There is a group of public companies that gets these insights – they are quietly adding some of the smartest women in Silicon Valley to their boards of directors. And most are not making much noise about it, perhaps they want to benefit from their savvy while their competitors are asleep at the wheel.

I was impressed by a move by AutoNation, the country’s largest auto retailer ($4.6B market cap). They did an extensive search and last year added Alison Rosenthal to their board – an off-the-F500-radar-screen, Brown and Stanford educated, early Facebook team member who led FB’s core BD activities for 5 years in social, growth, international and mobile.

Why add a 30-something female to a male board with an average age of 58? Mike Maroone, AutoNation’s President and COO explained, “We looked at our board [and realized] it’s male dominated, while women make over 50% of the purchasing decisions in our business. And, the travel, music and news industries have been transformed by digital. We’re trying to transform the auto business and connect with the thinking of the digital generation, and we need this level of insight at the board level.”

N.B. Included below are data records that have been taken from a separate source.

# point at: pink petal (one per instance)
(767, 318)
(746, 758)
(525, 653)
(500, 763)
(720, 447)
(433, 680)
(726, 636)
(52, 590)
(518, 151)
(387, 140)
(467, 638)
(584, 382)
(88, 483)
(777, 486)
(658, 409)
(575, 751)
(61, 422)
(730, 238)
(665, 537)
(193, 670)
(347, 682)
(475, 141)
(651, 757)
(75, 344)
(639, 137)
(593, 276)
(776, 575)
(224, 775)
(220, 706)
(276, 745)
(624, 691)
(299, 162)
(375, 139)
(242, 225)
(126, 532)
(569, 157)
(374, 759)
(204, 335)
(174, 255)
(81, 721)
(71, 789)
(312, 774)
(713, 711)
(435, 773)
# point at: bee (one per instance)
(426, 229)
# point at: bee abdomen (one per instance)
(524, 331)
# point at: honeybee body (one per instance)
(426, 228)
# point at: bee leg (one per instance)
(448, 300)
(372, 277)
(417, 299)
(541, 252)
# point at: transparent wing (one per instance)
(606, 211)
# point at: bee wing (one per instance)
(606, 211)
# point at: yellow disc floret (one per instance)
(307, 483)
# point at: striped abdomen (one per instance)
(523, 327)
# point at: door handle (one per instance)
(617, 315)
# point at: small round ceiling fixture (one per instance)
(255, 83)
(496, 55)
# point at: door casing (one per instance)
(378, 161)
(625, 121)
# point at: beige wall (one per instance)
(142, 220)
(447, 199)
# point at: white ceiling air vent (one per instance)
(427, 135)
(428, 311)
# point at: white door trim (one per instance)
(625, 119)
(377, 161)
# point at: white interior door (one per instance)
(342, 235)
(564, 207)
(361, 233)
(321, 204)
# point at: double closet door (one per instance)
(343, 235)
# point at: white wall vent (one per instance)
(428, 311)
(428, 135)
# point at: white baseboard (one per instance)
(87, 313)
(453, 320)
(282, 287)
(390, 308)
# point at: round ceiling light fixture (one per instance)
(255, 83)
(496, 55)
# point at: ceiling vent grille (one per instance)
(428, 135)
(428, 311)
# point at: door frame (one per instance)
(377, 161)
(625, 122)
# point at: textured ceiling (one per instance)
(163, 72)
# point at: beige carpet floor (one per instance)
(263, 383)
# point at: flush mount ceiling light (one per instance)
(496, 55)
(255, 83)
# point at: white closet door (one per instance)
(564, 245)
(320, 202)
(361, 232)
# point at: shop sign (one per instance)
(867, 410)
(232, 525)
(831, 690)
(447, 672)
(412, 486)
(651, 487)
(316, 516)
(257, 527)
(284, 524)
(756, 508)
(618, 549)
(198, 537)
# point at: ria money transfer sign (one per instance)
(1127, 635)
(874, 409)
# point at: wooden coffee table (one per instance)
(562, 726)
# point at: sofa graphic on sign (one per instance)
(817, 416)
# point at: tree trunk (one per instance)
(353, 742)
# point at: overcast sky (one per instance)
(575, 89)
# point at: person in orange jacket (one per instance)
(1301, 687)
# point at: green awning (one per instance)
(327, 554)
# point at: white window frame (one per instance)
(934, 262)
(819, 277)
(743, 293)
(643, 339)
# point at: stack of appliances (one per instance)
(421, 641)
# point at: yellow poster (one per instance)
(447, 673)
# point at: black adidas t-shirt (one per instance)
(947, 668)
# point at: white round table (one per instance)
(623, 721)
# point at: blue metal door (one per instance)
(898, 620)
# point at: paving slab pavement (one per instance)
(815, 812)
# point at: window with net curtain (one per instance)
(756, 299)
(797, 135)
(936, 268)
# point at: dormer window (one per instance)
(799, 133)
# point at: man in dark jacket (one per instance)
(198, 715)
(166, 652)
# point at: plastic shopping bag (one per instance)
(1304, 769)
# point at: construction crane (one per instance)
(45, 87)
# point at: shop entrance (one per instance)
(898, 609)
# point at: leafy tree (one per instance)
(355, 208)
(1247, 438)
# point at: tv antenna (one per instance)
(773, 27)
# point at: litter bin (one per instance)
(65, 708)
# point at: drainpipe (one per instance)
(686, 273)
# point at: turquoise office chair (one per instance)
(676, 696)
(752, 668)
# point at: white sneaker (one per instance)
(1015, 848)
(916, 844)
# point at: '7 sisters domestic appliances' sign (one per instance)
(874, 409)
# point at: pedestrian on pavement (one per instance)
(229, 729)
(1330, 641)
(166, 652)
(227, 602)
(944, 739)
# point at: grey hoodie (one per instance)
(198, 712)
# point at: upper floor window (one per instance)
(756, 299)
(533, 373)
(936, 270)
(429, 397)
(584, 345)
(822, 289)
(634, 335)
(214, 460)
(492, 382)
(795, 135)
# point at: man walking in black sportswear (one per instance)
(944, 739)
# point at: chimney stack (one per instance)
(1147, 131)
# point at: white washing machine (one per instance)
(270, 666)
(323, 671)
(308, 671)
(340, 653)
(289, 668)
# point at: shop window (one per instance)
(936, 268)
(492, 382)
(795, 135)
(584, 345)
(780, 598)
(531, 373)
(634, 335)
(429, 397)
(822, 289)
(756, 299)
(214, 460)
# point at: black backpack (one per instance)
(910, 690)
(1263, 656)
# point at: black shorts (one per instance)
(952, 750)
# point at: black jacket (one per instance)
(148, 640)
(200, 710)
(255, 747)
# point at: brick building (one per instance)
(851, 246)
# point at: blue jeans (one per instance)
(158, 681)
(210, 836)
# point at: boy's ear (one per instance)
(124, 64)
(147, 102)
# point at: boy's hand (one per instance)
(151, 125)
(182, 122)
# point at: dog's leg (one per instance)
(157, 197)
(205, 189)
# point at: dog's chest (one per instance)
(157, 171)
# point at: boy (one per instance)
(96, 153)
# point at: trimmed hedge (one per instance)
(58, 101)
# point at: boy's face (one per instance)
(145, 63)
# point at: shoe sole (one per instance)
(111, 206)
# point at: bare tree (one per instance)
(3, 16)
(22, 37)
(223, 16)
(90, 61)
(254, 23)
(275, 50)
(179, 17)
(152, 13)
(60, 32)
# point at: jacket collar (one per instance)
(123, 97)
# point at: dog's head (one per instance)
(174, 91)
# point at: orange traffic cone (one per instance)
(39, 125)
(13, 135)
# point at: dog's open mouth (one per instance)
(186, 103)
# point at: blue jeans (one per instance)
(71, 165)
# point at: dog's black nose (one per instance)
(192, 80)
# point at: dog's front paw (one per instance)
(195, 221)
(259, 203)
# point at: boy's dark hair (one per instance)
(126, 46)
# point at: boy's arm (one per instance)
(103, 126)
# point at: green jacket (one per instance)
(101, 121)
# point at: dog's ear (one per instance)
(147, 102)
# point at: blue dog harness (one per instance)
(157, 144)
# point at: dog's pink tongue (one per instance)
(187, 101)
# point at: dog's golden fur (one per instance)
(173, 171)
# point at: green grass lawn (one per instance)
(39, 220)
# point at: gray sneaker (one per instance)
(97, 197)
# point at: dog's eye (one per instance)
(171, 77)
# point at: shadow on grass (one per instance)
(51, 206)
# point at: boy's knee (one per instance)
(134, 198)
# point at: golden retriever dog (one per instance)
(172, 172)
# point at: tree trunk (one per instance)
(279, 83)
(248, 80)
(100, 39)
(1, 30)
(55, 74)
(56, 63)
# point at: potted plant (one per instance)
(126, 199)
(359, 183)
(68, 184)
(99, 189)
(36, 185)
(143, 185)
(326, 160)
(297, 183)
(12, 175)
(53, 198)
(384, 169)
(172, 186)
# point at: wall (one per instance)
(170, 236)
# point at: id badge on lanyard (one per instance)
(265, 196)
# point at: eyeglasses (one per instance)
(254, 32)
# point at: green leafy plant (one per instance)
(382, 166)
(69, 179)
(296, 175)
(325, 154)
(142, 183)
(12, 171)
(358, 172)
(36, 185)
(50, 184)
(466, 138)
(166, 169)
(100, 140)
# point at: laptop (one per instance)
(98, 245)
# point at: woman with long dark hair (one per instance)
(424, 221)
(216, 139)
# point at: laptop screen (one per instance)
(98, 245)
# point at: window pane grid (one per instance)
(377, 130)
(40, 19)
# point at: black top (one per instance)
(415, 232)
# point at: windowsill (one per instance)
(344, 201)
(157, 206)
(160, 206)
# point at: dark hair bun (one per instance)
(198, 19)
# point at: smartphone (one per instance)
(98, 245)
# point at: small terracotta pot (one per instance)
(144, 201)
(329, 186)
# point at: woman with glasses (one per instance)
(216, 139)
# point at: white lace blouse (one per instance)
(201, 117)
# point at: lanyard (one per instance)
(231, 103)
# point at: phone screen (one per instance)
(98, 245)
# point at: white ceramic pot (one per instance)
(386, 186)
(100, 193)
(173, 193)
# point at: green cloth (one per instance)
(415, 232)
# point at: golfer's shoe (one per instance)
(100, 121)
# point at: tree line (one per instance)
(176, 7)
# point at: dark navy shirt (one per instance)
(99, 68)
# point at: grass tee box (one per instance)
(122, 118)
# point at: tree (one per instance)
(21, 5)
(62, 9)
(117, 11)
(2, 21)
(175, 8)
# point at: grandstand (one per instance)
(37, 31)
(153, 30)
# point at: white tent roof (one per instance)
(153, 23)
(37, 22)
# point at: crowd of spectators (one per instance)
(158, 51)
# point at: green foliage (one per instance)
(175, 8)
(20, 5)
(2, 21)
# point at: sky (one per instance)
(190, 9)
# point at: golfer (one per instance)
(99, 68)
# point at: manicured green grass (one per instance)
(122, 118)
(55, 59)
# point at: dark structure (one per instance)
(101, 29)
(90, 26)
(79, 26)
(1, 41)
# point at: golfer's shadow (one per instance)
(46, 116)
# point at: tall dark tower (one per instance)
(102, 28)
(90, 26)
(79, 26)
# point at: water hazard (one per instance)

AutoNation is not alone in identifying next gen talent that adds diversity of gender, thought, age and experience to the boardroom, long the domain of (male) titans of big business, law and finance.

LinkedIn ($9.1B) was ahead of the curve when they added longtime Netflix CMO Leslie Kilgoreto the board in 2010. And in the past year, TripAdvisor ($4.1B market cap) added former Google International exec Sukhinder Singh Cassidy to the board of directors; HomeAway ($2.1B) added Google Ads head Susan Wojcicki; LuluLemon ($9.3B) added FB local-and-mobile exec Emily White; Starbucks ($36.5B) added 29-year-old Clara Shih, CEO of Hearsay Social and author of The Facebook Era; and Scripps Networks Interactive ($6.9B) justannounced the addition of Gina Bianchini, CEO/founder of Mighty Software.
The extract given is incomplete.